When people first find out they have MS, "typically you see a lot of shock and disbelief," Kalb says. Even as they're processing the information, medical decisions must be made. "The most important thing is to start treatment early because that's the best handle we have on managing MS," Kalb says. "The family needs to be supportive of that decision to get going with treatment."

Parental approaches to sharing information with children range from low-key and private to open and inclusive. "[The condition] doesn't assume reality for young kids until they see their parents are not able to do the things they used to do," Kalb says. "They're in bed or in the hospital, or when life in the family has changed."

Being open, to the degree kids can handle it, can help parents address their children's nebulous fears. "Kids have radar, and they pick up what the atmosphere is in households," Kalb says. "Long before there are any visible symptoms of MS, they may know something's up and get worried." Worried kids fill the void with imagination rather than facts, she says, and "sometimes what they imagine is far worse than the reality."

Parents do kids a favor by giving them age-appropriate information in words they can understand, Kalb says. "Even with pretty young kids, we recommend saying, 'So Mom or Dad isn't feeling well; that they have a disease, and this its name. And it can make Mom or Dad feel very, very tired, or it can make things look blurry.'"

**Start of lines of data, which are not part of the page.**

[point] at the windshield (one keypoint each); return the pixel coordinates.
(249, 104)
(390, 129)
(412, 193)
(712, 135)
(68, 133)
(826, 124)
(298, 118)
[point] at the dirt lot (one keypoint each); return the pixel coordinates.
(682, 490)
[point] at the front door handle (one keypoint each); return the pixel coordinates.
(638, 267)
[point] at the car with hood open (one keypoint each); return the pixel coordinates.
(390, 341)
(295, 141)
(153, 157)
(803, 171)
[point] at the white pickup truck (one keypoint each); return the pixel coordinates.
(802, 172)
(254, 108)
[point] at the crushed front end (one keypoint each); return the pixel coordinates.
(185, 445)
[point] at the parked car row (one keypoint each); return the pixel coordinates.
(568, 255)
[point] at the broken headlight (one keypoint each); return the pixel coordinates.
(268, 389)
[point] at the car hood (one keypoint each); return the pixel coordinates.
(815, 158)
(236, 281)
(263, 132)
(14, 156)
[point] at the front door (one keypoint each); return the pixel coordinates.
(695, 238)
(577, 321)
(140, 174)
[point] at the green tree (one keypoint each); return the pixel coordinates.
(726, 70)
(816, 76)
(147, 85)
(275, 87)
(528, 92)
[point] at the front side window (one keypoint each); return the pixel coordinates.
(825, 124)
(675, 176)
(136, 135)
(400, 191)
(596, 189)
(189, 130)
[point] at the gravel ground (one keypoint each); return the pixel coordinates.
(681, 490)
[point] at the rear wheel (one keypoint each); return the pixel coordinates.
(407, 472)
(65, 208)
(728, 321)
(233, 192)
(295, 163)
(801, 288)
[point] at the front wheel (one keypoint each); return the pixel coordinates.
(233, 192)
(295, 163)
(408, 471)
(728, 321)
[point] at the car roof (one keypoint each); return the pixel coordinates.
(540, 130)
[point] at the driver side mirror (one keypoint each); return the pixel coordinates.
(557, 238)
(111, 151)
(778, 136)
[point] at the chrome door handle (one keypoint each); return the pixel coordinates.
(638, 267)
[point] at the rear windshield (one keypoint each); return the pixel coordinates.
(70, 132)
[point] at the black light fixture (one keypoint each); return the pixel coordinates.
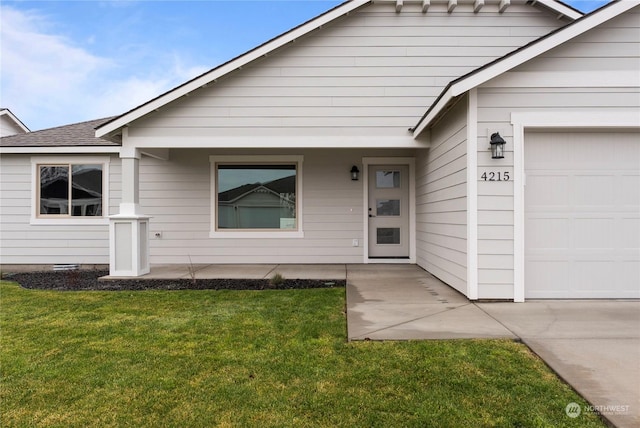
(497, 146)
(354, 173)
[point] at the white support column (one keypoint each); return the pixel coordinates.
(129, 229)
(472, 195)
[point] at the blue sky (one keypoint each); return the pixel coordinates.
(67, 61)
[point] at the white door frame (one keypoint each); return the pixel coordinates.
(411, 163)
(549, 120)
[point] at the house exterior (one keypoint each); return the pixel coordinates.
(10, 124)
(252, 162)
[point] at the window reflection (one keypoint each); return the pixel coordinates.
(256, 196)
(81, 196)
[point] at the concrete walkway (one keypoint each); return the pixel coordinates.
(593, 345)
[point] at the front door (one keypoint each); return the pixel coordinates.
(388, 211)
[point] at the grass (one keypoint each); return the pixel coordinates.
(251, 358)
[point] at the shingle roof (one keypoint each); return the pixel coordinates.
(76, 134)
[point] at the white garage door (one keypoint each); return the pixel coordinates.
(582, 214)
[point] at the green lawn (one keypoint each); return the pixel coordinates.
(251, 358)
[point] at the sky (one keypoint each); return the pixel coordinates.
(63, 62)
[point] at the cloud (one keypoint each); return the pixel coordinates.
(48, 80)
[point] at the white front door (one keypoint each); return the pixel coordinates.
(388, 211)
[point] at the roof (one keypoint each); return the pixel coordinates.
(77, 134)
(471, 80)
(110, 129)
(6, 112)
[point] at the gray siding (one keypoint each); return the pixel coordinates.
(176, 193)
(595, 59)
(372, 73)
(24, 243)
(441, 200)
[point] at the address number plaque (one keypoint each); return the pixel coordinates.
(495, 176)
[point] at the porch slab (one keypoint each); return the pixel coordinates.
(404, 302)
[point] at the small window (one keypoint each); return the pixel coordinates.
(387, 179)
(70, 190)
(256, 197)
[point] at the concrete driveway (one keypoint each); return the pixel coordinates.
(593, 345)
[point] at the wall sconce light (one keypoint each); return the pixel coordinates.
(355, 172)
(497, 146)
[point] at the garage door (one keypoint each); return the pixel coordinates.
(582, 214)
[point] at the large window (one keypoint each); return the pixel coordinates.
(68, 190)
(256, 194)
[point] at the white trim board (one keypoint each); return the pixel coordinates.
(522, 121)
(472, 195)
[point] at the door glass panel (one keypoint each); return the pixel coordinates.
(387, 207)
(387, 179)
(388, 235)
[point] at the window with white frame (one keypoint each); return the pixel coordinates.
(69, 189)
(256, 194)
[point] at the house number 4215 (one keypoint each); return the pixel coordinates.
(495, 176)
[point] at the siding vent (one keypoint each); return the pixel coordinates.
(65, 267)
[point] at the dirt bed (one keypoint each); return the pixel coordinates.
(89, 280)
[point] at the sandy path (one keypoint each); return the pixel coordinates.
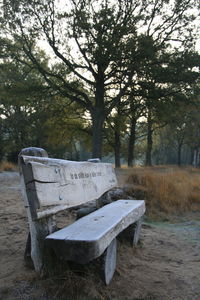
(166, 265)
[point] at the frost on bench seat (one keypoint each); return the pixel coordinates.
(87, 238)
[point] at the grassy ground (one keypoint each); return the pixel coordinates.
(167, 190)
(162, 267)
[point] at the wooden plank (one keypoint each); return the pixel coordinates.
(66, 183)
(137, 230)
(88, 237)
(110, 260)
(39, 229)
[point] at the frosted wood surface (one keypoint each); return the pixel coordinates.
(110, 260)
(60, 182)
(88, 237)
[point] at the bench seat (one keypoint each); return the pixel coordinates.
(88, 237)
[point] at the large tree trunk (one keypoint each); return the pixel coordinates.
(131, 145)
(117, 149)
(179, 155)
(97, 136)
(149, 140)
(98, 116)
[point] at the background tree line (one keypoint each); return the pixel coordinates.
(117, 78)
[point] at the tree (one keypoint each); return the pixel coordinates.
(108, 45)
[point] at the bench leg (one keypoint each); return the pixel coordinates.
(109, 262)
(137, 230)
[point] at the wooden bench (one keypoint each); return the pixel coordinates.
(53, 185)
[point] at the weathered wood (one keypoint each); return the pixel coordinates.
(110, 260)
(87, 238)
(137, 229)
(39, 229)
(52, 182)
(52, 185)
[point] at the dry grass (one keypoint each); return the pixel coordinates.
(166, 189)
(7, 166)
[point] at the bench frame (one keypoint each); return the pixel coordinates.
(42, 224)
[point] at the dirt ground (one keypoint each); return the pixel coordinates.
(165, 265)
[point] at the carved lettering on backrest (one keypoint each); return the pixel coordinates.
(55, 182)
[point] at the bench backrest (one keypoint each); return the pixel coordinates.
(53, 185)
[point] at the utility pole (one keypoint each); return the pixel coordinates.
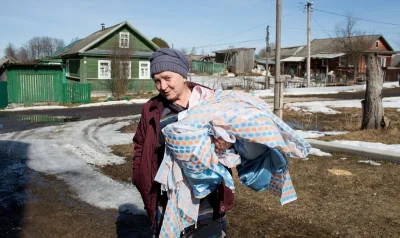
(278, 90)
(308, 5)
(267, 49)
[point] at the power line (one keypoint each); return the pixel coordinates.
(239, 33)
(358, 18)
(232, 43)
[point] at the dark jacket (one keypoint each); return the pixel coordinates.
(145, 161)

For kids starting at about age 5, Kalb recommends For Kids: Keep S'myelin (named for the myelin sheath that protects nerve cells) -- as a resource. It offers games, activities, cartoons and other fun ways to help kids understand what's going on and fill in the blanks.

Intimacy Issues

MS often intrudes in another area: the couple's bedroom. Many factors play into problems with intimacy, Kalb says, starting with barriers to talking and communication. "MS also affects sexual function in men and women to varying degrees," she adds. "The direct effects of neurological damage can make men and women less interested. Literally, libido can be affected. So what used to be exciting isn't much of anything."

Sensory changes, fear of pain, muscle stiffness and discomfort, and even issues with bladder control can interfere with sexual performance and desire, Kalb says, not to mention fatigue: "If you're so tired that you can barely put one foot in front of the other, sex isn't high on the list."

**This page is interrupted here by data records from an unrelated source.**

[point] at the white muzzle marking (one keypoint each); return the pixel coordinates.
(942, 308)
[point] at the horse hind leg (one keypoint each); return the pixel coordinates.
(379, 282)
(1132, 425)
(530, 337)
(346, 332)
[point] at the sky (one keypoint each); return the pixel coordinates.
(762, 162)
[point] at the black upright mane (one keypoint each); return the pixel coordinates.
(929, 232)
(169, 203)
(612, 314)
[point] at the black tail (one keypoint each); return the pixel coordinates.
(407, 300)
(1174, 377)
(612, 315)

These challenges make it important for couples to learn how MS can affect sexual function, Kalb says, to open up communication and help partners avoid misunderstandings.

Communication, Knowledge and Support

Debbie Petrina, 60, of Glendale, Arizona, has lived with MS for more than 30 years. As an MS peer counselor, blogger and author, she's familiar with the perils of navigating family relationships through the long and winding disease course.

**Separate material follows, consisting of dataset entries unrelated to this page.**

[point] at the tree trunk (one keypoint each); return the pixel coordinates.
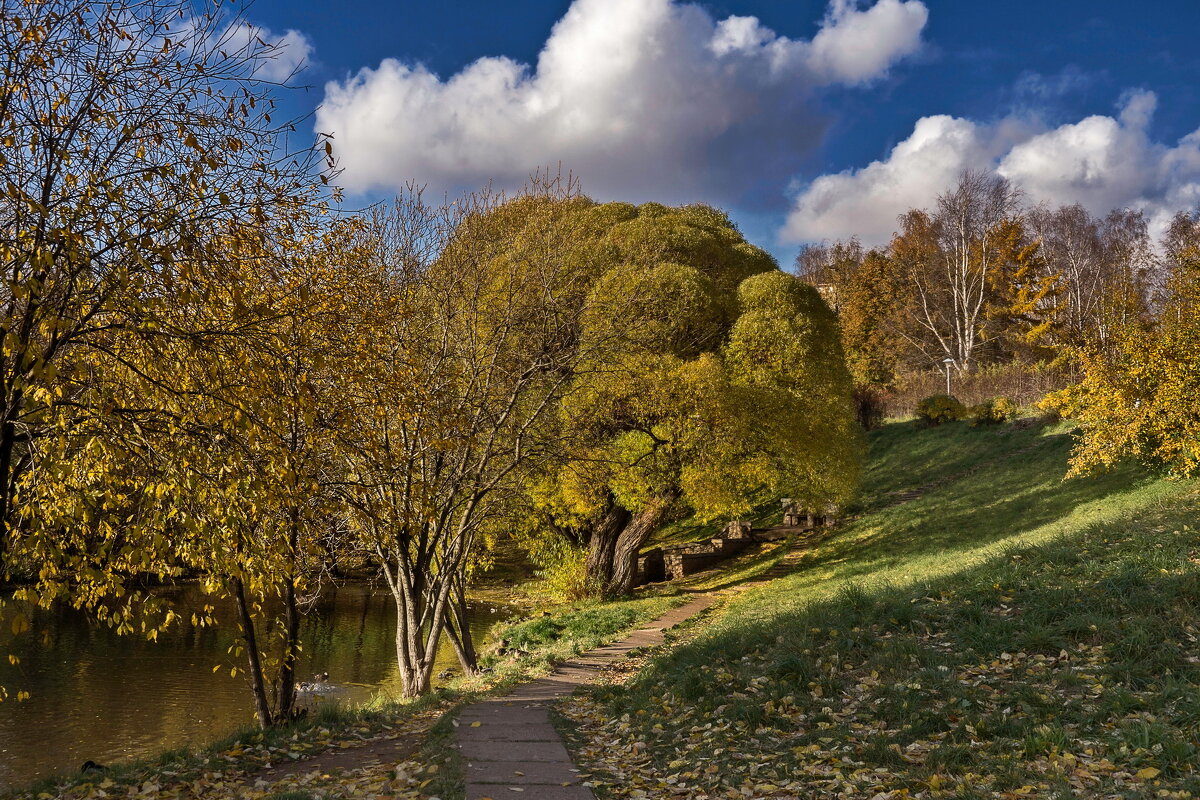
(411, 648)
(291, 644)
(629, 542)
(287, 687)
(603, 546)
(257, 685)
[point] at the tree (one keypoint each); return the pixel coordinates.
(874, 316)
(673, 420)
(463, 344)
(947, 259)
(1023, 305)
(1074, 248)
(132, 128)
(208, 457)
(1139, 395)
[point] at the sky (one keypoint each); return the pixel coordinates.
(805, 120)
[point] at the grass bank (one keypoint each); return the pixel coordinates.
(979, 629)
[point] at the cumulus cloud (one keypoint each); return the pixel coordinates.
(643, 98)
(286, 55)
(1102, 162)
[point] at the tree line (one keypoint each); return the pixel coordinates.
(983, 278)
(210, 372)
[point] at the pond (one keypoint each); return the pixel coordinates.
(105, 697)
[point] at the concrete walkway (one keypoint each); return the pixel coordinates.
(509, 744)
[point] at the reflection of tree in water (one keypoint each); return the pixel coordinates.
(97, 696)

Every person with MS is different, Petrina says, with some needing a great deal of partner involvement and others who don't want too much hovering. "It comes down to communication," she says. "Because some people need the support. They need the comfort. When you're first diagnosed, the biggest thing of all is fear." It's a constant adjustment, she adds, when you don't know how long relapses will be, or how bad. Sometimes, she says, you do need help -- but spouses aren't mind readers, so you have to speak up.

"My husband will never fully understand what it's like to have MS," Petrina says. "I could say, 'Strap 20-pound weights on your ankles, and wear them all day. Or sit in a wheelchair all day.' But he's not in my shoes, and I'm not in his shoes." She says caregivers should find other caregivers for additional support, because they'll better understand what each is going through.

For the person with MS, "If you can't find support in your nuclear family, you find it someplace else, [like] through a good friend," Petrina says. Peer-to-peer support is "excellent," she adds. Her website links to a variety of resources she recommends for reliable information.